What the World Bank WDI tracks and how these measures reveal development progress.
PPP vs. nominal GDP, per capita measures, and common pitfalls in cross-country statistics.
Key health metrics like life expectancy and infant mortality, and how they correlate with development.
Visa Requirements
Entry policies, visa types & travel freedom score
Salary & Tax Comparison
Take-home pay, tax rates & purchasing power
Remittance Costs
International money transfer fees & corridors
Flight Routes & Airports
Direct routes, airlines & airport data
Employment Law
Minimum wage, leave policies & worker protections
Every figure on this profile is a single measurement drawn from an official international dataset, and each one carries assumptions worth understanding before drawing conclusions. Income and output are reported at market exchange rates in current dollars, so they move with currency swings as well as real growth, and national averages can hide wide gaps between regions and households. Health and demographic measures are period estimates compiled from vital registration, surveys, and statistical models, and their reporting year often lags the present by one to three years. Reading several indicators together, rather than fixating on a single headline number, is what turns a row of statistics into a grounded picture of how people in this country actually live, work, and age.

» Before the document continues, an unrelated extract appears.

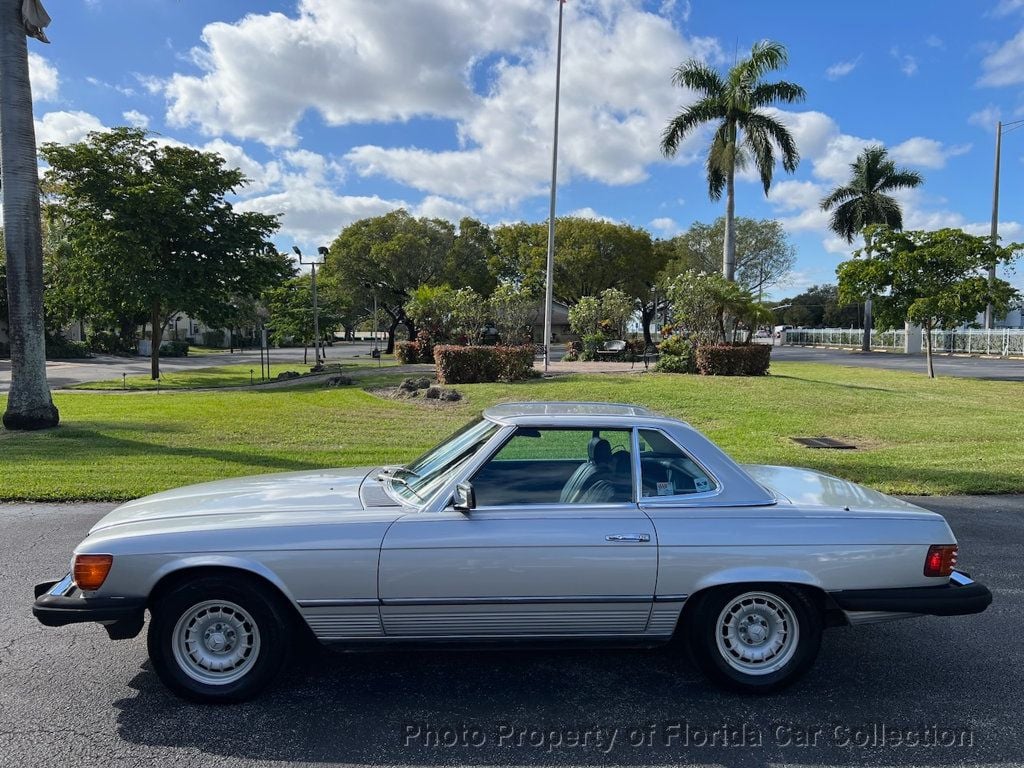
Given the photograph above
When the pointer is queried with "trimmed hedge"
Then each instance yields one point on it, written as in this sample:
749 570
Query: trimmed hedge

Afghanistan sits in Middle East, North Africa, Afghanistan & Pakistan with a population of 42.6 million, placing it 36th out of 217 countries by headcount. Its capital, Kabul, anchors a Low income economy with total GDP of $17.2 billion — ranked 138th globally — and GDP per capita of $414. This combination of demographic scale and economic output shapes everything from household purchasing power and domestic market depth to the country's weight in regional trade flows and international development programmes.

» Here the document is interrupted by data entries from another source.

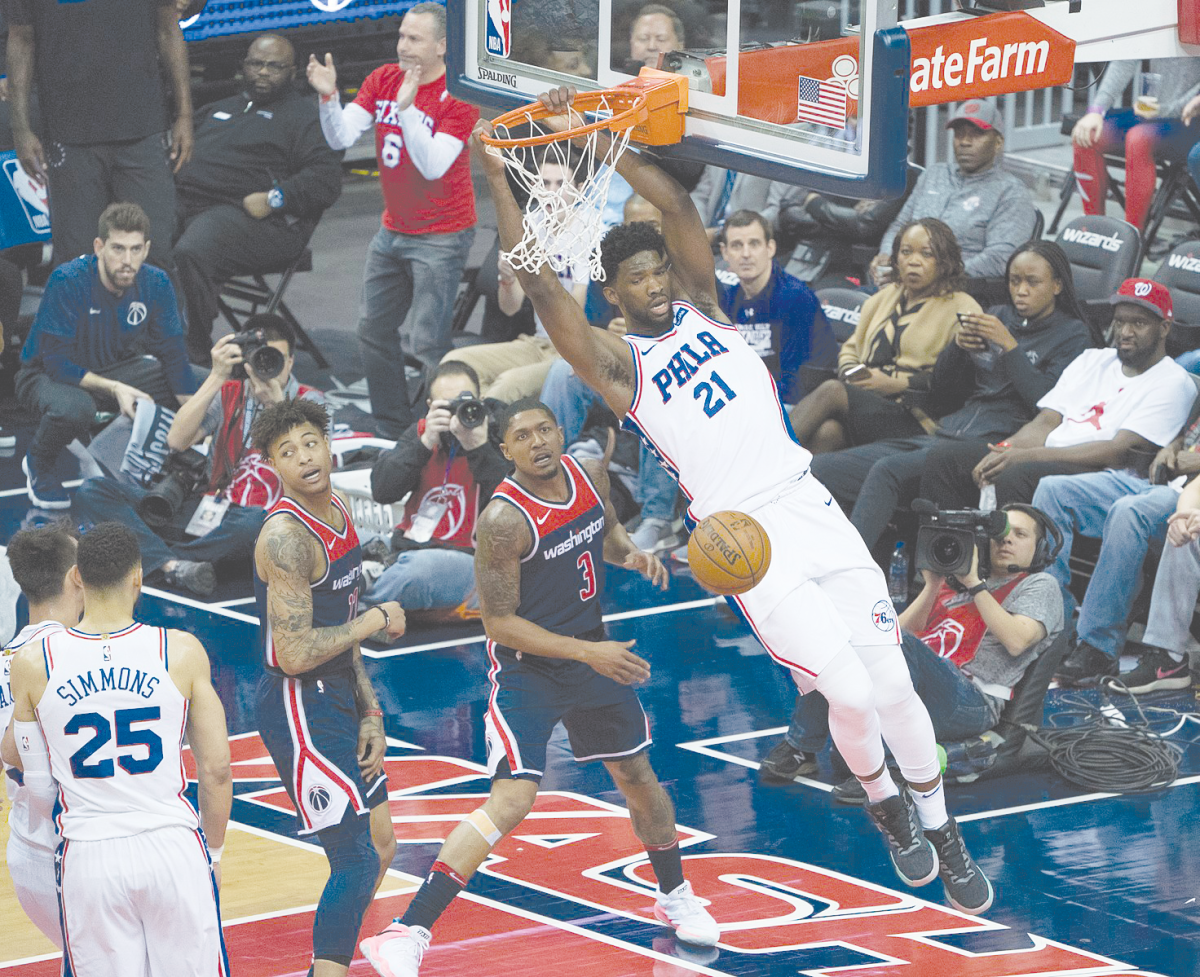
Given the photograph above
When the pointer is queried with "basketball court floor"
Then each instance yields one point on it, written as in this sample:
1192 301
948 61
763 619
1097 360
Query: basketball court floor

Life expectancy at birth in Afghanistan is 66.0 years, ranking 184th worldwide and offering a summary read on healthcare access, nutrition, sanitation, and long-run living standards. The World Bank's World Development Indicators, combined with the WHO Global Health Observatory and ILO ILOSTAT wage statistics, expose 43 data points across 8 thematic areas — from fertility and urbanisation to CO₂ emissions, school enrolment, and labour-force participation. Reading these indicators together, rather than in isolation, is what turns headline numbers into a grounded portrait of how people actually live.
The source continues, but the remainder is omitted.